There was no TV where I was, and the nearest newspaper was a 10-minute walk away, but I hardly needed the news feed to be aware of this turn of events. Every time I plugged the phone cord into my laptop I found new wedding announcements bouncing around my in-box. I hadn't seen that much excitement -- or that many exclamation points -- on my computer screen since Ellen came out on national TV.
"It's official!!" wrote the gay dads across the street, whose unofficial commitment ceremony I'd attended many years ago.
"We did it!!" wrote a friend in her 20s, enclosing a photo of herself and her blushing, butch bride toasting each other with donated champagne on the bouquet-strewn steps of San Francisco City Hall.
"All day long I hand people their rings and cry, cry and hand people their rings. So much joy ... it's restoring my faith in the human race," wrote a straight, normally self-contained friend who'd served as a volunteer witness at 24 ceremonies and counting.

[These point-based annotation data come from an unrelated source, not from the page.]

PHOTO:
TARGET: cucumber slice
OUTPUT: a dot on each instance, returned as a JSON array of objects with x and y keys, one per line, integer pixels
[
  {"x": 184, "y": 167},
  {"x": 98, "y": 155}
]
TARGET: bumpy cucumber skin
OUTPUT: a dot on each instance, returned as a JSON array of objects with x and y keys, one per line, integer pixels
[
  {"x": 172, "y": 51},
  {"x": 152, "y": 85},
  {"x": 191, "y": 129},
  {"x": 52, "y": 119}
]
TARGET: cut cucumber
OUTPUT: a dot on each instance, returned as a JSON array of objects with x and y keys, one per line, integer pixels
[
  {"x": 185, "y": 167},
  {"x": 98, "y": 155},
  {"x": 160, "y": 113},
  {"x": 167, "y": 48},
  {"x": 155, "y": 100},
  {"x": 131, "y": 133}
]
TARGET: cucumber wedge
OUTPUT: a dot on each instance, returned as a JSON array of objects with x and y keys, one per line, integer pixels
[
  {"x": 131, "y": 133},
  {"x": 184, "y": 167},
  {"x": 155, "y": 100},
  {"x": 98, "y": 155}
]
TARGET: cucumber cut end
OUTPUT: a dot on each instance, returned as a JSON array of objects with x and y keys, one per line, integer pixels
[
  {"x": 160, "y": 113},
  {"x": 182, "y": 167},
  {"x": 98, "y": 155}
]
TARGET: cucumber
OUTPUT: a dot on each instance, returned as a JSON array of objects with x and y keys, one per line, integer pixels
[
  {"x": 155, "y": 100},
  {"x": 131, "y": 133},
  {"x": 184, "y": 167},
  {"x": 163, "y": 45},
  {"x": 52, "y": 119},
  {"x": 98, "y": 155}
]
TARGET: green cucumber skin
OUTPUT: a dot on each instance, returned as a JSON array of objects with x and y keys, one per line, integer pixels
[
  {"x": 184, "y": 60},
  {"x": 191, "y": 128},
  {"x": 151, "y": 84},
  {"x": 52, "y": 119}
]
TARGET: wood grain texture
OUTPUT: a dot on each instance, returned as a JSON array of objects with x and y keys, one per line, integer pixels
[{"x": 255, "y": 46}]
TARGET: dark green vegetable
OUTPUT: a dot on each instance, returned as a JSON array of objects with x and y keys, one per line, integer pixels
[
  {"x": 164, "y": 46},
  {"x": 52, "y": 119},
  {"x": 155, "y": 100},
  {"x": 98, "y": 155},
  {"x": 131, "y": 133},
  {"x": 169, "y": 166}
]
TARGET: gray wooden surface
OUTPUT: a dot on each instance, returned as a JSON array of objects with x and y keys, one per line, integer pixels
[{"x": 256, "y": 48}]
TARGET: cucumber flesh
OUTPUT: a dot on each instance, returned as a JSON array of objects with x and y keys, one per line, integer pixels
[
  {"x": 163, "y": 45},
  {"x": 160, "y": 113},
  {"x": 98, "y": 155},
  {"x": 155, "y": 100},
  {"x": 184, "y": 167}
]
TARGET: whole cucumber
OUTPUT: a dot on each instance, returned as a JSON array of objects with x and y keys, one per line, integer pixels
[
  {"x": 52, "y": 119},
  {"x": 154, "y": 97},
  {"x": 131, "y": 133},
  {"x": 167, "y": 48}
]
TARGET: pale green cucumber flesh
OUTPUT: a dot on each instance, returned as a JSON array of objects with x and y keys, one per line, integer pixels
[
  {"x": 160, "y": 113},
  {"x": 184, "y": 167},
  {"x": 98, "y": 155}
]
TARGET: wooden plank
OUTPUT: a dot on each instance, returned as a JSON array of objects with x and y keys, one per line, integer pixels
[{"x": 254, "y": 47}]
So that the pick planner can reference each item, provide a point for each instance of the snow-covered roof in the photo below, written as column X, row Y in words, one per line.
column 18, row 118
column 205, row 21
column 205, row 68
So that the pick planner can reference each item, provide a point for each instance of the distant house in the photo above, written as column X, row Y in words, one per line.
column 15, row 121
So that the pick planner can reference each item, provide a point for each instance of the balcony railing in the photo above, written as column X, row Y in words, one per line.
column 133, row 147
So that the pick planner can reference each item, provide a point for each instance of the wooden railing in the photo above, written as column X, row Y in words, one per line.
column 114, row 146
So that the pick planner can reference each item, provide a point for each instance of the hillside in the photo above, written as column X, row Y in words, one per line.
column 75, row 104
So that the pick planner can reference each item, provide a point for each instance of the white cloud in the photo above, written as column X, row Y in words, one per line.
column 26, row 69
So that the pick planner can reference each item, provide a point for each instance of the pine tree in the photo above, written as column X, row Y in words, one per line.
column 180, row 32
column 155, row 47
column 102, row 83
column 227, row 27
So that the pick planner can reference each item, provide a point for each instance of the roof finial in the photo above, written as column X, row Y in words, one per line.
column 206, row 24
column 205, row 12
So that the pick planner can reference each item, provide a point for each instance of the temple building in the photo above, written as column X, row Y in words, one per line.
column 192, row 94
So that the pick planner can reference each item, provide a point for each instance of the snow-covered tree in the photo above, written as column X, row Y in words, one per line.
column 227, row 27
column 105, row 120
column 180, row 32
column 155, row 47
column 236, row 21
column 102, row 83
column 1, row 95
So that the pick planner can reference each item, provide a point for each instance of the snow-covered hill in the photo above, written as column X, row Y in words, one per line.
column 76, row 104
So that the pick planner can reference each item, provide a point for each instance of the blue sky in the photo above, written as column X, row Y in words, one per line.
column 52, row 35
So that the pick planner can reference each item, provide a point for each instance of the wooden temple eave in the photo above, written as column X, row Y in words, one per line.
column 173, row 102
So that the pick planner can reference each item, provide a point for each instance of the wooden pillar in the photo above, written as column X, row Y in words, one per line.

"Great news! Louise and I got married!" bubbled my agent, who'd waited in the rain for six hours to marry her girlfriend of 17 years, with whom she was now co-editing a photo book chronicling the wedding blitz. Amy had delivered plenty of "great news" to me over the years, but no book deal had ever made her sound this happy. "It felt so right -- so much bigger than the two of us. You should come home, Mer, even if it's just for one day," she urged me. "This could be the best thing you ever get a chance to do."
I cited the price of last-minute plane tickets. I maintained that the fellowship was the chance of a lifetime, too. I reminded Katrine and everyone else that she and I were already as married as two people could be. When the mayor of New Paltz, N.Y., started performing same-sex weddings I extended a perfunctory tit-for-tat invitation of my own ("Honey! Come here quick! They're marrying gay people in New York!") and was uncharacteristically acquiescent when Katrine proved no more willing than I to cross the continent for a quickie queer wedding. Marriage is all about compromise, I proclaimed loftily, when San Francisco started offering same-sex marriage appointments and Katrine got us one for the next available date, seven weeks later.
"It's not like you to be so unromantic," wrote a friend who knows that "uncompromising" is my not-so-secret middle name. "Or so un-activist," she added. "What's up?"
My friend had a point. Why wasn't I hopping aboard the lesbo love train?